# Read Side PKT\_RX

The Read Side of PKT\_RX reads data from DDR3 memory, reformats it and streams it to the filterbank module.

## Architecture



Read Side block diagram

## MAIN\_CTRL module

The main controller performs the following tasks:

- 1. Keeps track of the requested number of integration batches.
- 2. Controls the integration and data streamout procedure.
- 3. Calculates the start addresses for every integration.
- 4. Controls communication with the delay module.
- 5. Provides control signals to filterbank and framer.

These tasks are explained in detail below.

### Keeping track of the requested number of integration batches

The batch\_size value, written through the MM-interface, indicates how many integrations are requested. This number is stored in a FIFO. This FIFO contains an 'empty' flag, which is asserted initially, but will be deasserted as soon as 2 batch\_size values are written. This results in signal 'this\_fn\_ready' being asserted, which indicates that data processing can start. The batch\_size value that will be read out of the FIFO is called 'numintegrations'.

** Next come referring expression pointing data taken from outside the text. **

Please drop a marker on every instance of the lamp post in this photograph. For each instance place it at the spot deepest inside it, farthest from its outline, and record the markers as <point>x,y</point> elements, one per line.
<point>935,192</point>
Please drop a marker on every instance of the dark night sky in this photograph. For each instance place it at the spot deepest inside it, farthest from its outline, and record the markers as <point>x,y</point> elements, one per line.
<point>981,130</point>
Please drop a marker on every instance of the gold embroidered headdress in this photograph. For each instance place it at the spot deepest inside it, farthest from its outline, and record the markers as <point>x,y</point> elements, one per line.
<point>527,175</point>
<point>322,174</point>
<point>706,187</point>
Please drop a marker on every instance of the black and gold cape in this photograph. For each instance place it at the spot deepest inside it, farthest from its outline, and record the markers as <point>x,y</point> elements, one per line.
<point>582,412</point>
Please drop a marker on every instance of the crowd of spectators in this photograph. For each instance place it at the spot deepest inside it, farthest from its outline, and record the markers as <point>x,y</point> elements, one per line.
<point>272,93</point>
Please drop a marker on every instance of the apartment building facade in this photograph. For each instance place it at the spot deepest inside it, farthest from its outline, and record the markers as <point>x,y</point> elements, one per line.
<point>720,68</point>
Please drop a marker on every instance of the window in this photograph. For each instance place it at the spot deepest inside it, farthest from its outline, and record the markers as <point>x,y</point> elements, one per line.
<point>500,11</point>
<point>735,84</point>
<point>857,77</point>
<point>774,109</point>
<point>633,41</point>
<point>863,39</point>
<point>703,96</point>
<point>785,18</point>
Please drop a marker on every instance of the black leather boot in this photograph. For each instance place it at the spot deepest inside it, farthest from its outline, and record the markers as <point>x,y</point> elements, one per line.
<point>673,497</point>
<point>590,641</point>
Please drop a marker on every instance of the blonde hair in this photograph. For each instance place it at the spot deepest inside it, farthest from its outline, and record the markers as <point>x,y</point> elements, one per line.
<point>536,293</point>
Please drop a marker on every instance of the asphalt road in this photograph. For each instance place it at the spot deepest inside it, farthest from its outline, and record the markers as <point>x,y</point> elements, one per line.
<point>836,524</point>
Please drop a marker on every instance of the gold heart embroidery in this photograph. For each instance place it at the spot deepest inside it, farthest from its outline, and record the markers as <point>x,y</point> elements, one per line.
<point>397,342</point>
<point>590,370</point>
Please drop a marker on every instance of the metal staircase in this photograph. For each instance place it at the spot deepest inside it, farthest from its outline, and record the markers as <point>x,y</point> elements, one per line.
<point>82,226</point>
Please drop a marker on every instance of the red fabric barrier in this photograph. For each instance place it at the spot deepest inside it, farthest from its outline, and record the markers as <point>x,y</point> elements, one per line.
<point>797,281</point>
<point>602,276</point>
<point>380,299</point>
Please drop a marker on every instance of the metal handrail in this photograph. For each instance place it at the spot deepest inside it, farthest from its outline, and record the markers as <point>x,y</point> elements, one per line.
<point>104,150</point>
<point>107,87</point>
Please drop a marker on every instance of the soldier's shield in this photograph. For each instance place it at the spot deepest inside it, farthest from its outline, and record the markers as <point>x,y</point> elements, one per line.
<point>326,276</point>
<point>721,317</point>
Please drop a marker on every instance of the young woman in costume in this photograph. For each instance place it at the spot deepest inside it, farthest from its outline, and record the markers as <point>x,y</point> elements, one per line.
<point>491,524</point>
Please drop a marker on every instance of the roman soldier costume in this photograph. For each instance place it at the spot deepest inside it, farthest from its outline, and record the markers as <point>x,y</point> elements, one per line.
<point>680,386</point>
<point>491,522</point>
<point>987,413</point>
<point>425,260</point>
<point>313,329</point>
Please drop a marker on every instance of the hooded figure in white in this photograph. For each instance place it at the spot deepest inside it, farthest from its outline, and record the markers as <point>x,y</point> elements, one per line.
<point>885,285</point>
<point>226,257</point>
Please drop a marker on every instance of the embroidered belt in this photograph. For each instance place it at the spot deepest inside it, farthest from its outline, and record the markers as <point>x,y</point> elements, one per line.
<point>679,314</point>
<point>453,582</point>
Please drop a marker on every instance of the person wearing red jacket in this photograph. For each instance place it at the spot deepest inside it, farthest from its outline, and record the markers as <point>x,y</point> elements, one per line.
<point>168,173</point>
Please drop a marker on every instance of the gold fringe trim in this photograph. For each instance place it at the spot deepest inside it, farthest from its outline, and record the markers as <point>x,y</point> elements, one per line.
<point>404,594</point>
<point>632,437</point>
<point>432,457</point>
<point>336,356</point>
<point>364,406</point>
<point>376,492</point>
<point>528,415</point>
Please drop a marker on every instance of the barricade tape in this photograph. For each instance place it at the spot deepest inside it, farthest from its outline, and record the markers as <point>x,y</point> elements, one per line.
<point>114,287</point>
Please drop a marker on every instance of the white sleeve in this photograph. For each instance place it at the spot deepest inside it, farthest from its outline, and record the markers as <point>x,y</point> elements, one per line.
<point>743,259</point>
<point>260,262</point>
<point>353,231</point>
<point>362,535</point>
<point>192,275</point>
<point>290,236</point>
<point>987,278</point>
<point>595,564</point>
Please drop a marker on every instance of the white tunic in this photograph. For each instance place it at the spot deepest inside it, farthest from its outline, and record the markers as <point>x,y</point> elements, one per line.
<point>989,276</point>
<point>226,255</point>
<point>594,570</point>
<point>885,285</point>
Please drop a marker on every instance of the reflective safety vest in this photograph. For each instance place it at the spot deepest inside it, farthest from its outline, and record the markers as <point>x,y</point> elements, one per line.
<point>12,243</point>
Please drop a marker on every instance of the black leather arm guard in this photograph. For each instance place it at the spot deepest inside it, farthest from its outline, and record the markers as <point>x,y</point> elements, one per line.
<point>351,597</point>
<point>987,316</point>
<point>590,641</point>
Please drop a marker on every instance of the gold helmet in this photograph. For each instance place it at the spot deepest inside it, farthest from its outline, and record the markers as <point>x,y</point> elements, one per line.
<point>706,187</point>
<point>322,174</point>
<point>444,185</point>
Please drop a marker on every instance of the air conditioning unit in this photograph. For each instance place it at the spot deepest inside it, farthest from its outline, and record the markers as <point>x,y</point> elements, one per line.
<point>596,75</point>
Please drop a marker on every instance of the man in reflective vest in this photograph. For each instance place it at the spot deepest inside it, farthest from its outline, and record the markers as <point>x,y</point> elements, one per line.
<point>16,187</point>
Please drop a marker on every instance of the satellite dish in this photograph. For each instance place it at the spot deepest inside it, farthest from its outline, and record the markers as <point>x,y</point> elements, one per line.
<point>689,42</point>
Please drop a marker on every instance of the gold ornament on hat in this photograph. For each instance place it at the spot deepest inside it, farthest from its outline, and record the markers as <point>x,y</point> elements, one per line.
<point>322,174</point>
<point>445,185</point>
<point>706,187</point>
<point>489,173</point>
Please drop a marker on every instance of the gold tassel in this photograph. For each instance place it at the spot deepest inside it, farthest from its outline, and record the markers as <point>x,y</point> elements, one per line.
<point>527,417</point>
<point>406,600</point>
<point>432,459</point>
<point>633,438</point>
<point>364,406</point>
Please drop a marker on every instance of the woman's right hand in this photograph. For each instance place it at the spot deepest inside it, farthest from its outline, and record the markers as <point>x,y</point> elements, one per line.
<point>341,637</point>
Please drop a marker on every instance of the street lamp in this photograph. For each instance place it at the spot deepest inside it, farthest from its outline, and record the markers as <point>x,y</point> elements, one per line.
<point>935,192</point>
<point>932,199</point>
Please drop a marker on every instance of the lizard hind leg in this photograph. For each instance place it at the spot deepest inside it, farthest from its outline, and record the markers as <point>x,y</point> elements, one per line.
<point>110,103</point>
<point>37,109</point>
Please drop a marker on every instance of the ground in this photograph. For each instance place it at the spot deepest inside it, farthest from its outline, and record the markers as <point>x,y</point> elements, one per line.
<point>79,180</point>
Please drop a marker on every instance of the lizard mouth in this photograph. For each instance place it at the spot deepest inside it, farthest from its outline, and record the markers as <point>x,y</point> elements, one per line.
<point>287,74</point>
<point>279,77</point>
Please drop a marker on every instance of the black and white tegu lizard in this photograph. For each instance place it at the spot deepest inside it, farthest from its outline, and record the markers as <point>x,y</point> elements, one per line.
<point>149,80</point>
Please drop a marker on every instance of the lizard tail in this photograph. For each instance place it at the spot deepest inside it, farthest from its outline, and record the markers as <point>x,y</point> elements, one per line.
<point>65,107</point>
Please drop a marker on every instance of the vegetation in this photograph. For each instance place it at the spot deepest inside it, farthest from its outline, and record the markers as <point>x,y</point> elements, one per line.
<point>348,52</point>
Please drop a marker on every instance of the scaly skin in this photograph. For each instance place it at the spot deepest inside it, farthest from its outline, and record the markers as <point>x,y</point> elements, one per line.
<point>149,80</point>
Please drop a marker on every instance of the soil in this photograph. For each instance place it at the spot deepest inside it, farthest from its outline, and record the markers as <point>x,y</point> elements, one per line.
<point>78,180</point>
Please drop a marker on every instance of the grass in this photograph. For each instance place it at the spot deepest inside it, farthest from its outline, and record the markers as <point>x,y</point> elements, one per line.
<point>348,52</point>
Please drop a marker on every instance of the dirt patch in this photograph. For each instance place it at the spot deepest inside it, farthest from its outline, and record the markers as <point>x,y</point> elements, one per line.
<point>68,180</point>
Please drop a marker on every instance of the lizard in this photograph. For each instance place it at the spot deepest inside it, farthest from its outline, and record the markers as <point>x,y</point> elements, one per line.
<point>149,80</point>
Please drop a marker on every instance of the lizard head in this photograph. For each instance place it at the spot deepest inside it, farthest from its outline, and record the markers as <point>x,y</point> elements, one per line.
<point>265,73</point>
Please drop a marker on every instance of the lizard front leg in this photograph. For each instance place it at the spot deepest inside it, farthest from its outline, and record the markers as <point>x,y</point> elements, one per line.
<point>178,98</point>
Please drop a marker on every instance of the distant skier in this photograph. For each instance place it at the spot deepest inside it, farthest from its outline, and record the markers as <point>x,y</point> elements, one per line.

#### Controlling the integration and data streamout procedure

When an active high 'all\_fn\_ready' signal is received, the main state machine is started. It reads a value from the batch\_size FIFO, decrements the 'integration\_count' and starts the process of streaming out data from the DDR3 memory by means of the assertion of the 'start\_data\_stream' signal. The state machine then transitions from IDLE to INTEGRATE.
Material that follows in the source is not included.